The 21st Century Cures Act (Cures Act), designed to speed up the process of medical advances, was signed into law on December 13, 2016. Expanding on the FDA’s commitment to incorporate patient perspectives into the development of devices, biological products, and drugs, the Cures Act allows for clinical trial designs to be modernized in order to make the development and review of new products more efficient by allowing for the inclusion of real-world evidence and clinical outcome assessments.
While the Cures Act has been law for four years now, there are still developments taking place and questions with regard to the specifics of the Act and how they will affect daily operations across the healthcare industry. Let’s look at how the Cures Act affects healthcare technology, as well as where the current timeline stands for these new regulations, particularly in light of the COVID-19 pandemic.
The Cures Act and EMR Certification
Part of the strategy behind the Cures Act was to address the ongoing challenges with regard to data interoperability and EHRs. Under the Cures Act, the Secretary of Health & Human Services (HHS) was directed to create workable processes for many of the provisions in the law, leading to two proposed rules being published in 2019.
One of the proposed rules was from the Office of the National Coordinator for Health Information Technology (ONC), which was targeted at providers, practices, patients, and technology developers. Under this proposed rule there are a number of provisions that directly affect Electronic Medical Record (EMR) and Electronic Health Record (EHR) vendors. These provisions are as follows:
- Significant upgrades are required to the approximately 680 EMR/EHR products that currently carry 2015 Edition certification through ONC in order to maintain certification. It’s expected that CMS will require providers to use software that is certified at this more robust level in order to participate in quality reporting programs moving forward.
- Certified EHRs will be required to support application programming interfaces (APIs) in order to increase data access across different EHR vendors and third-party applications, allowing for increased transparency and greater interoperability.
- EHRs will be required to replace the existing standard of the Continuity of Care Document with the United States Core Data for Interoperability (USCDI) standard as their minimum set of patient data elements that is shared between EHRs.
- Health IT developers will be limited in the fees they can charge for development of and ongoing upgrades to APIs.
Again, the focus of each of these provisions is to encourage and enable interoperability in order to bring about better access to patient health data and, ultimately, improved patient outcomes.
What will EMRs need to develop?
In order to support the increased focus on interoperability, EMRs will need to develop their systems subject to the HL7 (Health Level Seven) FHIR (Fast Healthcare Interoperability Resources) standard to allow for healthcare information, whether clinical or administrative, to be securely available to the each of the individuals who have a right to access that data for the purpose of patient care, regardless of the software program they utilize.
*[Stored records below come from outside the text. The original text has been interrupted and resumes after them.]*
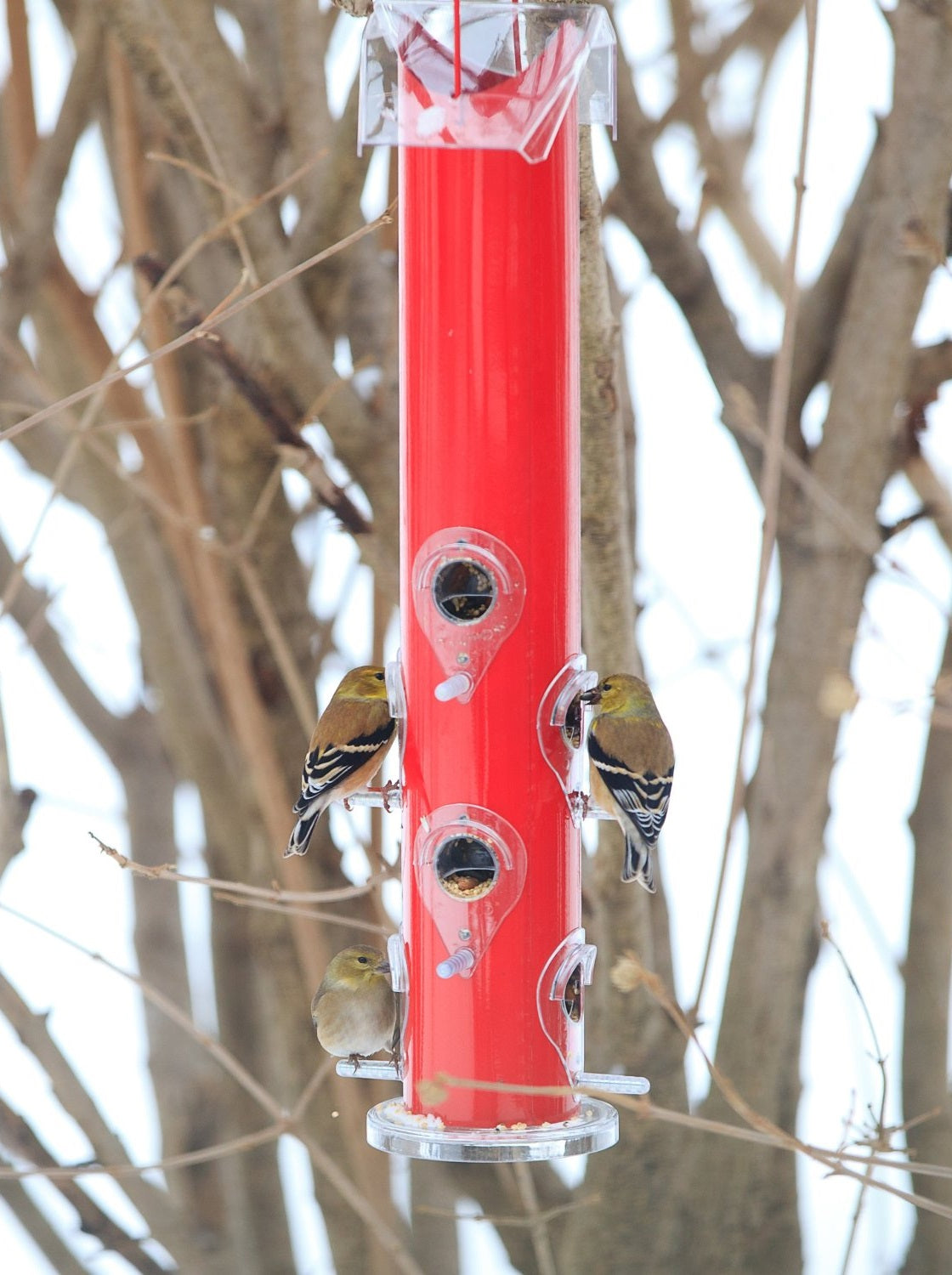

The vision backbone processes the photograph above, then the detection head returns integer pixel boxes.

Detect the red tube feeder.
[360,0,648,1160]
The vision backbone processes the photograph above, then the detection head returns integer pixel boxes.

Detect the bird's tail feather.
[622,836,655,894]
[284,802,324,859]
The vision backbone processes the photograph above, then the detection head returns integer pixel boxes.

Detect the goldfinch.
[311,944,396,1068]
[581,673,674,894]
[284,665,396,858]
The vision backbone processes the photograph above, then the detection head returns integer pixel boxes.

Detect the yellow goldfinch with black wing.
[284,665,396,858]
[581,673,674,894]
[311,944,396,1068]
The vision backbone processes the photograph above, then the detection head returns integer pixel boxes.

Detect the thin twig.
[89,833,377,903]
[0,204,394,443]
[694,0,817,1014]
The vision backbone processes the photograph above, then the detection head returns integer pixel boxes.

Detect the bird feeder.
[360,0,648,1160]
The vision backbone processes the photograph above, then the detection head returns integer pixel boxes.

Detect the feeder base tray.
[367,1098,618,1164]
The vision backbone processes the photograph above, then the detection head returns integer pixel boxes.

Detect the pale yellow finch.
[311,944,396,1066]
[284,665,396,858]
[581,673,674,894]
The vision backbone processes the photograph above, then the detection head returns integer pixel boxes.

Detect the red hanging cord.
[452,0,462,97]
[513,0,523,76]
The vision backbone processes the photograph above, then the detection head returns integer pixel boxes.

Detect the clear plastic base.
[367,1098,618,1164]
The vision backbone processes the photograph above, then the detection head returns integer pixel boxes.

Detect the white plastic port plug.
[436,948,475,978]
[434,673,473,704]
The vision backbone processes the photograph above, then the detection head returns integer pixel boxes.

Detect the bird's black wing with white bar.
[589,734,674,847]
[294,718,396,815]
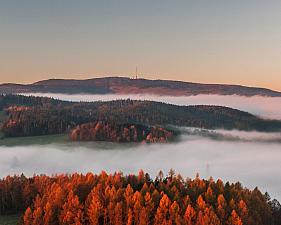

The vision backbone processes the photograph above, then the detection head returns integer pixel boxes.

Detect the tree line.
[0,170,281,225]
[0,95,281,136]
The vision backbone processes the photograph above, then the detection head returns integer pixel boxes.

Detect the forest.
[0,170,281,225]
[0,95,281,137]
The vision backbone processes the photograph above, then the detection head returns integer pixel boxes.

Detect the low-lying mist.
[20,93,281,119]
[0,128,281,200]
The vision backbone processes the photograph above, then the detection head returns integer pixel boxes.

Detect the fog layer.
[20,93,281,119]
[0,131,281,200]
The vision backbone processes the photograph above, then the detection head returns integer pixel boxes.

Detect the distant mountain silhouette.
[0,77,281,97]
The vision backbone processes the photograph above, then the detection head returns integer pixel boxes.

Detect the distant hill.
[0,95,281,137]
[0,77,281,97]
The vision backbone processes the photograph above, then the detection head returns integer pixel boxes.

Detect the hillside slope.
[0,95,281,136]
[0,77,281,97]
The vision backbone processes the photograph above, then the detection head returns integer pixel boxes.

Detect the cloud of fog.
[0,131,281,200]
[20,93,281,119]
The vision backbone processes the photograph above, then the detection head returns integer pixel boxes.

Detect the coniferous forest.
[0,170,281,225]
[0,95,281,137]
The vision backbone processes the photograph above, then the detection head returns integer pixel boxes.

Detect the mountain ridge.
[0,77,281,97]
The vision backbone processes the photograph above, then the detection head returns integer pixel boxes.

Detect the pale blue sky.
[0,0,281,90]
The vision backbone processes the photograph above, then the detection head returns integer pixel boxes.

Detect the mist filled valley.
[0,94,281,199]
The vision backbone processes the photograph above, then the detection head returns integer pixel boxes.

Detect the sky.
[0,0,281,91]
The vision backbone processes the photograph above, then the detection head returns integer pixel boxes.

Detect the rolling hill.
[0,77,281,97]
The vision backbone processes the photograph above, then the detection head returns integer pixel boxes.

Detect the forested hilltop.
[0,95,281,137]
[0,170,281,225]
[0,77,281,97]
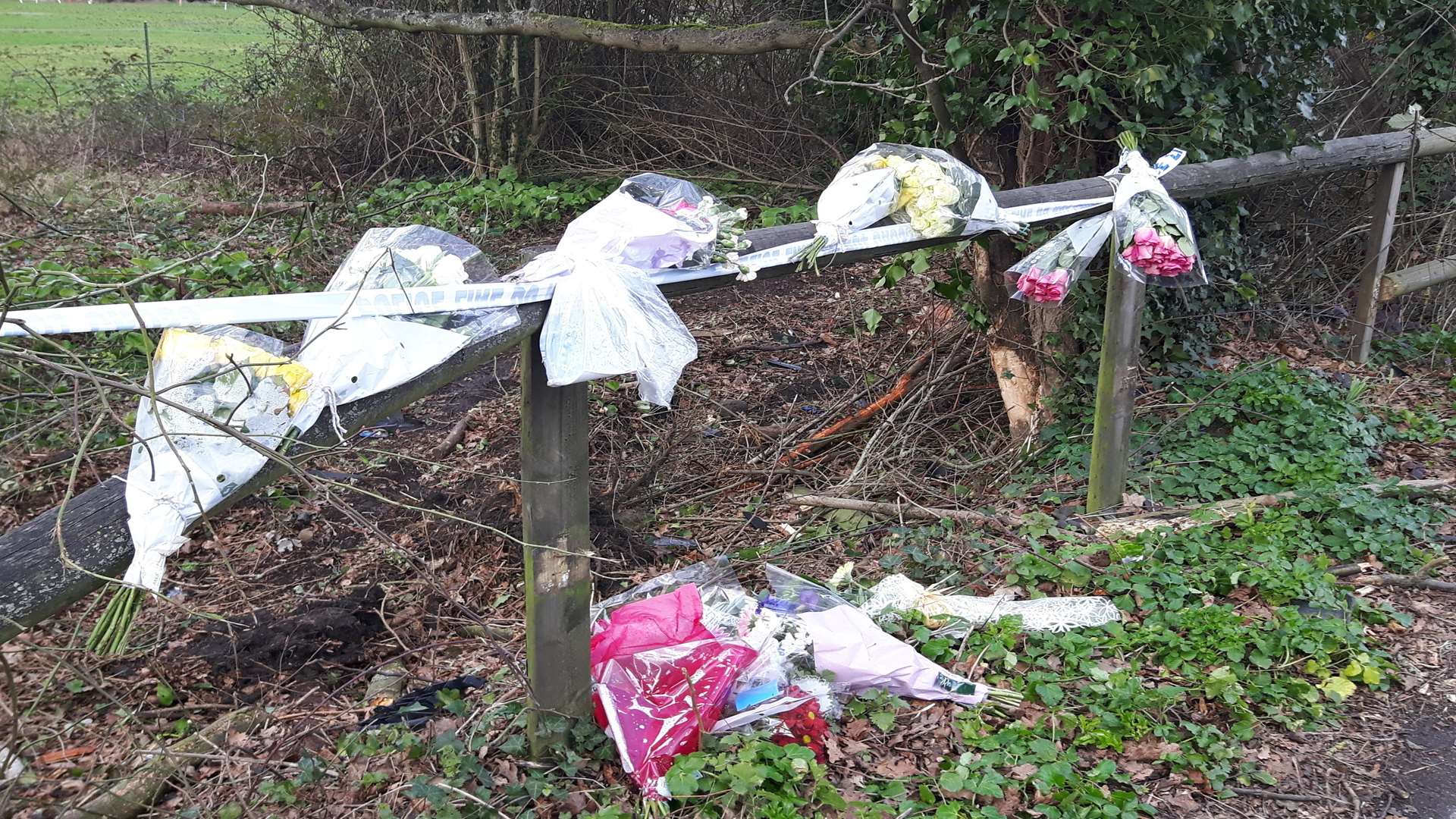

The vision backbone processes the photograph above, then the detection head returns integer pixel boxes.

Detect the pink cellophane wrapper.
[595,640,757,797]
[798,605,987,705]
[592,583,714,669]
[592,583,757,797]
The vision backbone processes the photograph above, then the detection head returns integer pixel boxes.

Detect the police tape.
[0,198,1112,337]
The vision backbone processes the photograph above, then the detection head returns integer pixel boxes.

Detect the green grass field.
[0,0,268,105]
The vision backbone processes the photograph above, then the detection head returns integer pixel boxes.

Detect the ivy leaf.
[1320,676,1356,702]
[939,771,965,792]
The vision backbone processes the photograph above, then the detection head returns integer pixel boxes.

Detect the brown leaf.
[35,745,96,765]
[1006,762,1041,780]
[824,733,845,765]
[1122,736,1181,762]
[1168,790,1198,810]
[1119,762,1157,783]
[874,756,920,780]
[992,789,1021,816]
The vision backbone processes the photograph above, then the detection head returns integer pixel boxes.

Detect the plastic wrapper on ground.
[798,605,989,705]
[595,640,755,797]
[592,583,757,797]
[124,326,312,592]
[862,574,1122,635]
[815,143,1024,249]
[297,224,519,430]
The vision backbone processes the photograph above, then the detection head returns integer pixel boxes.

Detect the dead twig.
[788,495,1015,532]
[61,707,264,819]
[779,348,935,465]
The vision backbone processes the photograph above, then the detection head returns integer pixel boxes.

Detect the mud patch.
[182,586,384,686]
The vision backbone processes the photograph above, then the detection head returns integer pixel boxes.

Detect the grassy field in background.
[0,0,268,105]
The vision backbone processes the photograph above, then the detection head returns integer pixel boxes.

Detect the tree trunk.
[505,36,526,169]
[456,33,486,177]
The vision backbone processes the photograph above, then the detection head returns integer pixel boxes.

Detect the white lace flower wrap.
[861,574,1122,634]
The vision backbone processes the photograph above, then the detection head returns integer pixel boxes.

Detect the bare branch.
[244,0,830,54]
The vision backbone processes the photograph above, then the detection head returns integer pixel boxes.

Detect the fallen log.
[1350,574,1456,592]
[788,495,1013,532]
[60,707,264,819]
[188,201,313,217]
[779,344,934,466]
[1086,478,1456,539]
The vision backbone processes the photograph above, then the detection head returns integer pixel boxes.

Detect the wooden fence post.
[521,332,592,756]
[1087,267,1144,513]
[1350,162,1405,364]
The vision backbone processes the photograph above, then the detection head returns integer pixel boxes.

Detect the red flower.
[772,699,828,762]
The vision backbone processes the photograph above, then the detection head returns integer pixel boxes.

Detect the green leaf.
[937,771,965,792]
[1320,676,1356,702]
[862,307,883,335]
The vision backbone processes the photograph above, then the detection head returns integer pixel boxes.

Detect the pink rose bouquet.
[1119,191,1198,278]
[1016,267,1072,305]
[1006,214,1112,305]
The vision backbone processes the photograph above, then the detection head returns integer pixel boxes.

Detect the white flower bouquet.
[87,326,312,654]
[801,143,1012,261]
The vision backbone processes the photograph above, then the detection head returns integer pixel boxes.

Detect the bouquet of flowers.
[87,326,312,654]
[511,174,753,406]
[1006,214,1112,305]
[801,143,1010,261]
[619,174,757,281]
[1112,131,1209,287]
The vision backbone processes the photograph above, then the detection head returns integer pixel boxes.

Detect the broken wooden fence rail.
[1380,256,1456,302]
[8,128,1456,751]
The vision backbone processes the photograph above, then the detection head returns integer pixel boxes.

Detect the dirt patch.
[1385,644,1456,819]
[182,586,384,686]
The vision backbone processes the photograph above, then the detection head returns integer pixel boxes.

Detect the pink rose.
[1122,228,1194,275]
[1016,267,1072,303]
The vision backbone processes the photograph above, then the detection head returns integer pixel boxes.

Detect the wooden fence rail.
[1380,256,1456,302]
[0,128,1456,749]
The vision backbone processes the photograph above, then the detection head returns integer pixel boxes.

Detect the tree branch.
[253,0,831,54]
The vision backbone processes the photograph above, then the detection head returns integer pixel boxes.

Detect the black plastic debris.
[359,675,486,729]
[359,413,425,438]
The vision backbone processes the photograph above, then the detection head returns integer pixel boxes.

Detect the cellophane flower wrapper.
[592,583,757,797]
[122,326,312,592]
[814,143,1022,249]
[296,224,519,430]
[764,566,990,705]
[594,640,755,799]
[1112,150,1209,287]
[1006,214,1112,305]
[511,174,723,406]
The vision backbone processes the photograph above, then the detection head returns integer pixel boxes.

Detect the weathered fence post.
[1350,162,1405,364]
[521,332,592,756]
[1087,267,1144,513]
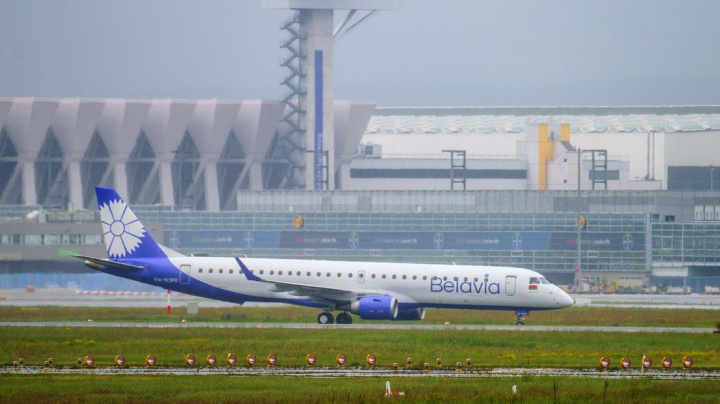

For practices, the use of FHIR means the ability for the experience of exchanging healthcare data to more closely mirror similar experiences in other industries where such transactions are more streamlined. It’s also likely to allow for more integrated use of Patient Generated Health Data (PGHD) that is created through the use of wearable devices and monitoring gadgets by serving as the missing link that patients and providers have been looking for to easily streamline and integrate data into their EHR systems.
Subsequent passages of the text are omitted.